Watching Aaron Palushaj chug up and down the right wing for the duration of a hockey game gives the word "relentless" a visual aid. If he were a plant, he'd be a dandelion. A piece of heavy equipment? A bulldozer. On every shift, even though he's not the tallest player or the heaviest, he goes implacably where he wants to go. That's often into the corners and out with the puck. Or to the front of the net for a quick tip-in goal.
Selected in the second round of the 2007 NHL entry draft by the St.Louis Blues, the Michigan-born Palushaj played two seasons for the Wolverines of the NCAA. In his freshman year in college, he outscored fellow rookie and Habs first-rounder Max Pacioretty, putting up 44 points in 43 games. He was just 17 when he started that season. He improved to 50 points in 39 games in his sophomore year, then decided to make the leap and turn pro.
Michigan coach, Red Berenson, was sorry to see him go.
"Well, we really liked him as a young prospect and he had a good freshman year here, and a good sophomore year, and then he left. The pros talked to him and convinced him to leave, and he's still developing in the minors," Berenson explains. "That's an issue. We're doing a good job developing players to the point where the pros will pull them out early."
The Blues, and Palushaj himself, thought he was ready to make the move to the AHL last year. He'd put up 22 points in 44 games for the Peoria Rivermen when he found out he'd been traded to the Canadiens. The move shocked him, but he accepted it as just a bump in his inexorable path to the big time.
"To be honest, I don’t know why they dealt me," he says. "But it means another team wanted me so that’s a good thing."
The Habs certainly wanted him. The team's scouting department noticed him in his draft year, and saw him up close while keeping tabs on Pacioretty at Michigan. The fact that the Blues' draftee was outscoring their own first rounder didn't go unnoticed.
Berenson, meanwhile, wondered if Palushaj would survive the rigors of the AHL.
"Palushaj has a ton of talent. Whether he's ready emotionally and physically to play with men every night, 80 games a year, is a question mark."
It's still a question mark, even though Palushaj turned 21 just before this season began. He didn't play the Bulldogs' first several games after limping off the ice at practice last week. The ankle injury shouldn't keep him out too long, but it raises some concern about his size and durability. He says he knows strength is his big weakness, and he's grinding away in the gym to get better.
"I need to get stronger," he concedes. "I just turned 21, so I could definitely develop my strength a little bit more.
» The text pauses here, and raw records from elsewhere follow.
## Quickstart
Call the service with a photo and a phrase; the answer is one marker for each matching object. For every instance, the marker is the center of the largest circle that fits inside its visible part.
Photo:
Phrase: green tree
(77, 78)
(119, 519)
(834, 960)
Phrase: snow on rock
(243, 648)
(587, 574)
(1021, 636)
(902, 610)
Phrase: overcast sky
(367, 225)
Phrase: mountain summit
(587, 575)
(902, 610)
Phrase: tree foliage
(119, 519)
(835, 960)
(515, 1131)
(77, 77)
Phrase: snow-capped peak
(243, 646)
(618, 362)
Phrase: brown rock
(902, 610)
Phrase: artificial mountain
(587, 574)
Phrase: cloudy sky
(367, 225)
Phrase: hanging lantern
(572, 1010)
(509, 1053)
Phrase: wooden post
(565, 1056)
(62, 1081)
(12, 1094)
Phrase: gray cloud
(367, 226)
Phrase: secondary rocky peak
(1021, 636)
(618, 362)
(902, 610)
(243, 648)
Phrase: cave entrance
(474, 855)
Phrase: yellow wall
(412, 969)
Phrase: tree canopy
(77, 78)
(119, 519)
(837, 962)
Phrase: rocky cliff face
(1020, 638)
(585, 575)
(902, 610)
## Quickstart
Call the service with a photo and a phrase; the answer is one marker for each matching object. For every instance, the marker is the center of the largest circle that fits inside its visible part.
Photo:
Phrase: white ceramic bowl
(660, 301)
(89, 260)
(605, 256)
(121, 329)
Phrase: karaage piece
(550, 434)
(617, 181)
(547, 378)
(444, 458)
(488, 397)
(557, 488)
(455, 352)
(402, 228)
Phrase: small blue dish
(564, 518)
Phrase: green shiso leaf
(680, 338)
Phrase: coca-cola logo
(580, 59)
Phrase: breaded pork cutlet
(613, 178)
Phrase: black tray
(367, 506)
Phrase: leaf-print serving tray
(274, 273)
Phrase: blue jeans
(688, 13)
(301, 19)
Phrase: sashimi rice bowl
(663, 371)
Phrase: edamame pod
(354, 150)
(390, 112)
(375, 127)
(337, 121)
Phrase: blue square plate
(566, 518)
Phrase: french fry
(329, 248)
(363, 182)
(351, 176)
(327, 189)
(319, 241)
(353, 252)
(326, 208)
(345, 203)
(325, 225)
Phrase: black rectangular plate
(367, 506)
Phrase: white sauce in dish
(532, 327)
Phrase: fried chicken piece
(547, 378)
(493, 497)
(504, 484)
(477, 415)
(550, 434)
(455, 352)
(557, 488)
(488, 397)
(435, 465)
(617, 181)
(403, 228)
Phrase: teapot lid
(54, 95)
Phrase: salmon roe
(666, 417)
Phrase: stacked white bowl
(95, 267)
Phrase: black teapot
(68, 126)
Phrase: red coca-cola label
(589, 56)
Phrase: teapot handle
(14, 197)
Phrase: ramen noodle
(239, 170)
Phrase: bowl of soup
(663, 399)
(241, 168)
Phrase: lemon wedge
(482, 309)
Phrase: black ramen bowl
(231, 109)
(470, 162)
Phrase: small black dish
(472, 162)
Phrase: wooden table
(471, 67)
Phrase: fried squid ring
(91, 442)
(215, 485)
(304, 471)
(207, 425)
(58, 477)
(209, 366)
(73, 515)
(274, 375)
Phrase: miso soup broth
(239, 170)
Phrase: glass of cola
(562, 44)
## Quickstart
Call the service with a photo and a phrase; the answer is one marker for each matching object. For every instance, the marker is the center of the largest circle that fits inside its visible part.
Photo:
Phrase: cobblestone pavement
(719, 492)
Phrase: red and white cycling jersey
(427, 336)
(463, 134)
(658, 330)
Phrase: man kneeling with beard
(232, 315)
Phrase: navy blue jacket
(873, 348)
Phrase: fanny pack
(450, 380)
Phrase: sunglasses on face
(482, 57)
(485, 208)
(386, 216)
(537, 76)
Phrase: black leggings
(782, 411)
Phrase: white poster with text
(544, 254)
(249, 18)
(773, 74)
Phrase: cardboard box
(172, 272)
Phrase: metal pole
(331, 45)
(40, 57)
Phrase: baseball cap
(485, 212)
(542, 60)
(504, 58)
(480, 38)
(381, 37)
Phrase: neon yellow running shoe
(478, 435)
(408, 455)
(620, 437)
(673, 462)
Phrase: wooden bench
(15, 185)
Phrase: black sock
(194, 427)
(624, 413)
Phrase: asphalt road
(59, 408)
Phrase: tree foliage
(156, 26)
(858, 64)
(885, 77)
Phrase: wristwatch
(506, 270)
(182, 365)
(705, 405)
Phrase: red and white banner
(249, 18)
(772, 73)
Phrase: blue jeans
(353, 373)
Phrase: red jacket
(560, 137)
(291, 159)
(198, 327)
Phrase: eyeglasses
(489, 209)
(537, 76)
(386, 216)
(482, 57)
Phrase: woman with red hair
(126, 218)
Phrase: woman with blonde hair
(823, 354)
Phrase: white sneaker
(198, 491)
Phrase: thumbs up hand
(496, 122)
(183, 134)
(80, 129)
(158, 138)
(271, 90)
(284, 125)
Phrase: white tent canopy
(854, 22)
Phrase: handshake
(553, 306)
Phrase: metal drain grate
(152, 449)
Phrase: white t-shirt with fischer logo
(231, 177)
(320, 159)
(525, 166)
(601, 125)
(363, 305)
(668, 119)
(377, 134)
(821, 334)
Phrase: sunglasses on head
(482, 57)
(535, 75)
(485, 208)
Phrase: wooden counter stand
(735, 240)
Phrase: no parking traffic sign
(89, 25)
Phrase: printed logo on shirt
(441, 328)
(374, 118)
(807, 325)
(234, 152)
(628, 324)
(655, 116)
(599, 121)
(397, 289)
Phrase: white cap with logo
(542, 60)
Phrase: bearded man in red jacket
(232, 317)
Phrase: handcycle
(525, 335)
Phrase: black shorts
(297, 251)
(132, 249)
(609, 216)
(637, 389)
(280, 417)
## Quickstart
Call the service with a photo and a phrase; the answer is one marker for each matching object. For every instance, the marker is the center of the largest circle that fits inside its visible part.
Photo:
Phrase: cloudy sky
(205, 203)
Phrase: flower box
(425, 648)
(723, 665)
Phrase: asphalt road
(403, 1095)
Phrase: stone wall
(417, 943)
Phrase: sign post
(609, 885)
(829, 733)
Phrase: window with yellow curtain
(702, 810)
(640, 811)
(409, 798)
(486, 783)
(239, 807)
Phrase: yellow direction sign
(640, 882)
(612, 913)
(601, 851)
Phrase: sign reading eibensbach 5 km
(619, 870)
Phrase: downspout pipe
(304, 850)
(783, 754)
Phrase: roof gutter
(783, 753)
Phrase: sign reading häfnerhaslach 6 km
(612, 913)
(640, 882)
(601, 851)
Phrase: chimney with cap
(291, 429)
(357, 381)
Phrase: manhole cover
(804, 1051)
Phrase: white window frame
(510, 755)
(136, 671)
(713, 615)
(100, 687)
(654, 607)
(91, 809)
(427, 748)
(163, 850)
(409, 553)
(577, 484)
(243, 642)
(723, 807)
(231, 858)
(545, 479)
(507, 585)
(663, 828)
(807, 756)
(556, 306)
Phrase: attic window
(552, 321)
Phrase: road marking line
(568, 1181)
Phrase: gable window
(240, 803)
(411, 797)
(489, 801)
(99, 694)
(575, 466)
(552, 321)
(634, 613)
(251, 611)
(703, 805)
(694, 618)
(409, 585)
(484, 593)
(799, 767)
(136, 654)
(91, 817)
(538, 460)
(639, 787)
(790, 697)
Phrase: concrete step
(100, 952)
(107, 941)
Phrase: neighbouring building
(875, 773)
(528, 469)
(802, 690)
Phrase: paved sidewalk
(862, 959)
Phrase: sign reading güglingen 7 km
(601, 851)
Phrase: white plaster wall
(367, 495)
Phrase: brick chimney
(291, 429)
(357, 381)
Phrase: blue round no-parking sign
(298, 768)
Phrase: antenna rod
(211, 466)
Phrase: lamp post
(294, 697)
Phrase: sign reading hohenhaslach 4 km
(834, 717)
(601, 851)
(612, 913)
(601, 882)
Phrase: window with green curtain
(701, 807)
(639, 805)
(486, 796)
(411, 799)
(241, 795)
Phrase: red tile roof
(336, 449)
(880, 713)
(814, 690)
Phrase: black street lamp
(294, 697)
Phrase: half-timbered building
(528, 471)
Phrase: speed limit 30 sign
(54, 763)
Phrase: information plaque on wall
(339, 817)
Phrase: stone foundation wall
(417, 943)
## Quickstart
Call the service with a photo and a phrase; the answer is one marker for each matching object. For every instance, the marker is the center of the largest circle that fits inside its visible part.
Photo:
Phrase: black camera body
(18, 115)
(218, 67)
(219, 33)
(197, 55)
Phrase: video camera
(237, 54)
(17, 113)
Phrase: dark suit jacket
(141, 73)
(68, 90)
And I think more speed will come with that and I'll be better in the corner and stuff. That's one thing I'm going to do."
He knows what he's got to do to improve because he spends a lot of time watching himself and running self-imposed drills to eliminate weaknesses he sees on post-game tapes.
"I watch a lot of video," he reveals. "I'm in the gym quite a bit. I stay after practice and work on my shot and my hands. A lot of stuff like that. I think video is one of the most important things, in any sport, especially hockey. So I watch a lot. I like to watch the game at least once after we play it."
The 6'0", 183-pound winger has, as Berenson says, tons of talent, but it's his tireless persistence that makes him a real threat. It's not just apparent in his presence on the ice, it's in his attitude off it as well. He came into Habs camp in September convinced he would crack the NHL lineup.
"I did have a good camp. I was planning on making the team in Montreal. But stuff happens and you have to come down here and work really hard." He pushes sweat-drenched hair back off his forehead, dark eyes burning, an open cut on a cheekbone glistening red. "Keep working hard every day, getting better on the ice and stuff. My time will come. My time will come." He repeats it emphatically, as though someone would dare disagree.
A lot of prospects with that attitude get discouraged when the demotion everyone but themselves knew was coming, comes. Not Palushaj. He concedes it was a tough moment when Jacques Martin told him he was going to Hamilton. Then he readjusted his focus and decided to burn up the AHL until the Canadiens recall him. For him, making it isn't a question of if, but when.
His old coach thinks he'll do it.
"I think he'll make it," says Red Berenson. "I hope he does."
If singleminded tenacity can translate to a job in the NHL, Palushaj will make his alma mater proud.